Google DeepMind apprend à une IA à lire

Si permettre aux robots de se déplacer ou d’effectuer certaines actions est un point important de la robotique, le développement des intelligences artificielles en est un autre tout aussi crucial. Google DeepMind, la filiale de Google spécialisée dans la recherche et le développement d’IA a récemment fait une découverte majeure dans le domaine.

En utilisant la méthode appelée « deep learning », ou apprentissage profond, les intelligences artificielles sont actuellement capables, à partir de bases de données gigantesques, d’apprendre de façon autonome. Cette technique a révolutionné le monde des intelligences artificielles. Elle présente toutefois une lacune, celle de ne pas permettre le traitement automatique du langage naturel.

C’est ici que les chercheurs de Google DeepMind entrent en scène. Partant du constat qu’il n’existe aucune base de données suffisamment annotée pour permettre le deep learning, l’équipe, menée par Karl Moritz Hermann, a cherché une solution. Celle-ci s’est révélée être les sites internet du Daily Mail et de CNN, deux journaux anglophones. La façon dont chaque article est annoté de mots-clefs, indépendants du texte de l’article, c’est-à-dire ne reprenant pas des phrases entières du texte, permettent en effet aux IA d’avoir une référence absolue.

Des techniques de lecture diverses

Une référence absolue est une référence à laquelle l’IA peut se rapporter pour déduire la validité d’une information. Pour la reconnaissance faciale par exemple, la référence absolue est une base de données contenant assez de différentes prises de vues de visages pour permettre à l’IA d’identifier un visage, y compris de profil.

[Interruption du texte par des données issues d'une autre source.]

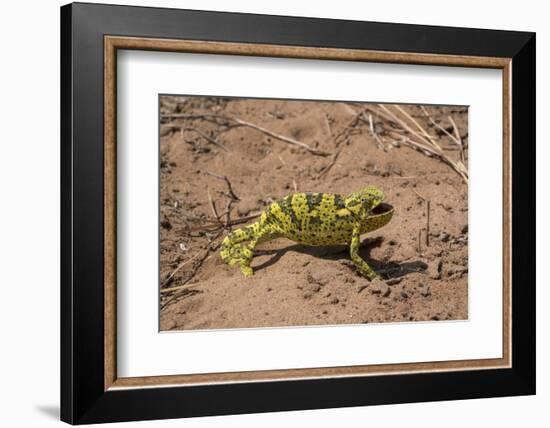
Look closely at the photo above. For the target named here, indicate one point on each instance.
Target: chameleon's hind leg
(247, 251)
(232, 246)
(361, 265)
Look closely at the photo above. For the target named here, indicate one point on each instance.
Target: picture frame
(91, 391)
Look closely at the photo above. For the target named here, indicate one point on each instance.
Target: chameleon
(313, 219)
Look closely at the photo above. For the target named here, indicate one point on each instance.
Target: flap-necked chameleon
(312, 219)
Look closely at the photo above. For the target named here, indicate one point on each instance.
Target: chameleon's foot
(246, 269)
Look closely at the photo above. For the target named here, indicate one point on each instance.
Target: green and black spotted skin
(312, 219)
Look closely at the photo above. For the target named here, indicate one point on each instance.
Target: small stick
(418, 194)
(281, 159)
(241, 122)
(379, 142)
(183, 128)
(434, 123)
(458, 139)
(428, 223)
(420, 128)
(229, 187)
(327, 122)
(327, 168)
(169, 278)
(213, 207)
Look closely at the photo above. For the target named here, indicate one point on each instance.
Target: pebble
(380, 287)
(434, 269)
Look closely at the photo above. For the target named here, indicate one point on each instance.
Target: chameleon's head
(367, 204)
(365, 200)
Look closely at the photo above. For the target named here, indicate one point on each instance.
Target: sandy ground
(296, 285)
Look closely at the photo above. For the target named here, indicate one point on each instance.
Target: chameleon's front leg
(247, 251)
(362, 265)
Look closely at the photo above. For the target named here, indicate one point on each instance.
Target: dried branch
(228, 120)
(231, 193)
(202, 134)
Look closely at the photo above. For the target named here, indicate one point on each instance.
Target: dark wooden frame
(90, 35)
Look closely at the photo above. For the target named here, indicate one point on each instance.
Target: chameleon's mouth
(382, 208)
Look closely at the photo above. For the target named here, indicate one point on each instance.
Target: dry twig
(239, 122)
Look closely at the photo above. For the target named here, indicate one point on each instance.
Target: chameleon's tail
(234, 249)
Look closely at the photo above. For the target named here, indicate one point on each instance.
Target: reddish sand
(293, 284)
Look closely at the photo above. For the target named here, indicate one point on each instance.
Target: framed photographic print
(264, 213)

Créer une base de données de ce type pour le langage est plus compliqué. Il est bien sûr possible d’extraire des mots-clef ou des phrases importantes d’un texte pour l’annoter, toutefois, l’intérêt est très réduit puisque n’importe quel algorithme correctement programmé en est capable. Les annotations doivent au contraire décrire le texte en utilisant des termes qui ne s’y trouvent pas. L’IA est ainsi forcée d’analyser les liens causals et les structures grammaticales du texte.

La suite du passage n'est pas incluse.